Ownership and accountability. Every record has an owner. Owners are responsible for the accuracy of their records. This is not about blame - it is about having a clear answer to "who fixes this when it is wrong?" Without ownership, data quality becomes everyone's problem and therefore nobody's priority.
Update protocols. When a contact changes job, what happens? When a company is acquired, who updates the record? When a deal is lost, what fields must be completed? Document these scenarios and the expected response. The most common data quality failures are not dramatic - they are small omissions that compound over time.
Import and enrichment rules. Bulk imports are the single largest source of data quality problems. Establish a gatekeeper process: all imports above 100 records require review against your data standards before upload. All enrichment sources must be tested against a sample before being applied at scale.
The legitimate interest basis under UK GDPR also applies here - every record you hold should have a clear lawful basis, and your governance framework should document how that basis is established and maintained.
Pillar Three: Auditing
Architecture and rules create the system. Auditing ensures the system works - and catches degradation before it compounds.
Quarterly health checks. Every quarter, measure: field completeness rates for mandatory fields, duplicate creation rate, bounce rate on email sends, and records with no activity in 90+ days. Track these metrics over time. A single snapshot tells you where you are; a trend tells you whether things are improving or deteriorating.

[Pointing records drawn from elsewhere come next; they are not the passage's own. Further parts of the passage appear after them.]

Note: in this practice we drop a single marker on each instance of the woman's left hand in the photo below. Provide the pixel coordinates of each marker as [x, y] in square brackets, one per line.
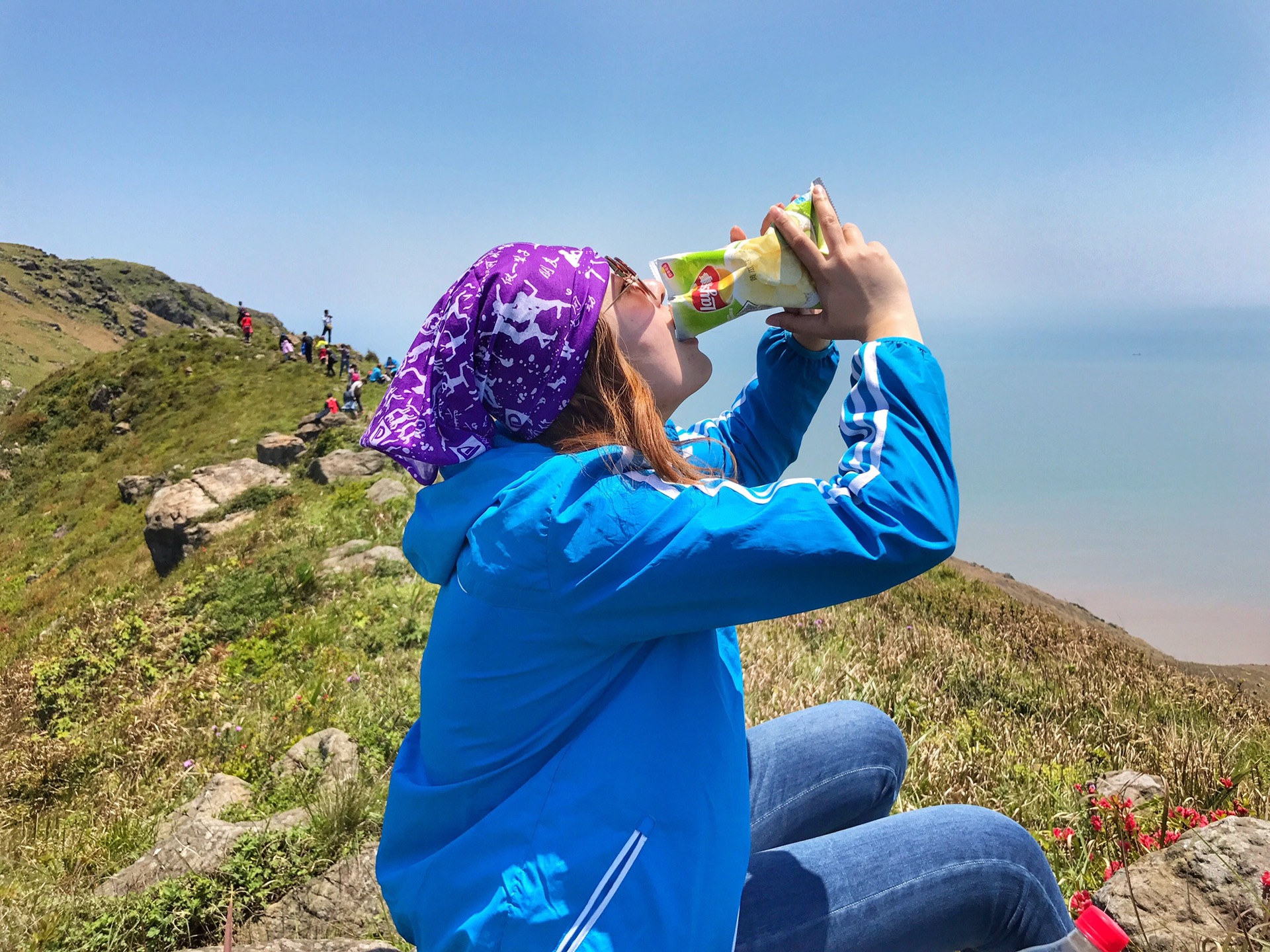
[738, 234]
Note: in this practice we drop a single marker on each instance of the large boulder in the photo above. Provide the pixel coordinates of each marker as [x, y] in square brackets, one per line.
[345, 900]
[222, 791]
[331, 750]
[278, 450]
[134, 488]
[1130, 785]
[173, 514]
[359, 556]
[193, 844]
[1205, 887]
[346, 465]
[228, 481]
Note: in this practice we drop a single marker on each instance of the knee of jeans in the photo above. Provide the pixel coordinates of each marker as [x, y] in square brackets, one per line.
[1006, 840]
[865, 724]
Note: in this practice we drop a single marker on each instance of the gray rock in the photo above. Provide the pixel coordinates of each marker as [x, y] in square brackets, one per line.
[228, 481]
[103, 397]
[329, 750]
[309, 946]
[346, 465]
[201, 534]
[278, 448]
[386, 489]
[222, 791]
[1205, 887]
[172, 516]
[346, 900]
[335, 419]
[134, 488]
[359, 556]
[1130, 785]
[198, 844]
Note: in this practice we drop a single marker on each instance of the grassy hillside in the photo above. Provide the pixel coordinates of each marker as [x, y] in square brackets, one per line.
[55, 311]
[114, 682]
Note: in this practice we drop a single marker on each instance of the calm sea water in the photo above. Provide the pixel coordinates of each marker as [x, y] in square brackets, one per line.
[1128, 471]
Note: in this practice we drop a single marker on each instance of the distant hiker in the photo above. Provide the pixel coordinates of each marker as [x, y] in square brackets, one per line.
[331, 408]
[353, 397]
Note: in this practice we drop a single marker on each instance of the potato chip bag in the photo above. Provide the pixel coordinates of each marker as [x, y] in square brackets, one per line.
[709, 288]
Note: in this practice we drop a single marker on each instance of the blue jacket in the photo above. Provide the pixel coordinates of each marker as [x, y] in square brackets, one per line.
[577, 779]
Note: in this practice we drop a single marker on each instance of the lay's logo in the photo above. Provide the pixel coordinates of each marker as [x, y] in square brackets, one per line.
[708, 294]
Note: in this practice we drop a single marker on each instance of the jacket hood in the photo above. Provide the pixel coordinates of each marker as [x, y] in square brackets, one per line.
[446, 510]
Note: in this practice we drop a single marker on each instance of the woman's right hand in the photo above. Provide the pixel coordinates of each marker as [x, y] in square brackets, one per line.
[863, 294]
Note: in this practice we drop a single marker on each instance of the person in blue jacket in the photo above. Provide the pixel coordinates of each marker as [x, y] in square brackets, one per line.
[581, 777]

Automated monitoring. Set up alerts for data quality triggers: duplicate creation above threshold, email bounce rate spike, bulk import without approval, and field completeness dropping below 80%. Most CRM platforms support workflow-based alerts for these conditions, or you can use a third-party tool like Insycle or Validity DemandTools.
Annual deep audit. Once a year, conduct a comprehensive review: re-evaluate your field inventory, assess integration data quality, review and update your rules of engagement, and benchmark your metrics against the prior year. This annual review is also the right time to retire fields, simplify processes, and align governance with any changes in business strategy.
Accountability reporting. Share data quality metrics with the teams that create and use the data. Sales managers should see their team's record completeness rates. Marketing should see enrichment accuracy. Leadership should see the trend lines. Transparency drives improvement more effectively than enforcement.
Need ongoing governance support? Our Pipeline Retainer includes quarterly audits, automated monitoring setup, and continuous data quality management - so governance becomes a habit, not a project.
Making Governance Stick
The most common failure mode for data governance is not poor design - it is abandonment. Teams implement a framework, follow it for two months, then gradually stop as other priorities take over.
Three practices prevent this. First, keep it simple. A governance framework that fits on two pages gets followed. A 40-page document gets filed and forgotten. Second, automate what you can. Mandatory fields, validation rules, and automated alerts reduce the reliance on human discipline. Third, tie governance to outcomes people care about. "Your data quality score" is abstract. "Your team's outbound emails bounced at 7% last month, costing you approximately 200 missed conversations" is concrete.
Governance is not a project with a start and end date. It is an operating discipline - closer to financial controls than to a system implementation. The teams that understand this distinction are the ones whose CRM data improves over time rather than deteriorating.
If your CRM migration is on the horizon, establishing governance before the move is significantly easier than retrofitting it after.
What would it take to get your team to agree on a single page of data standards this quarter?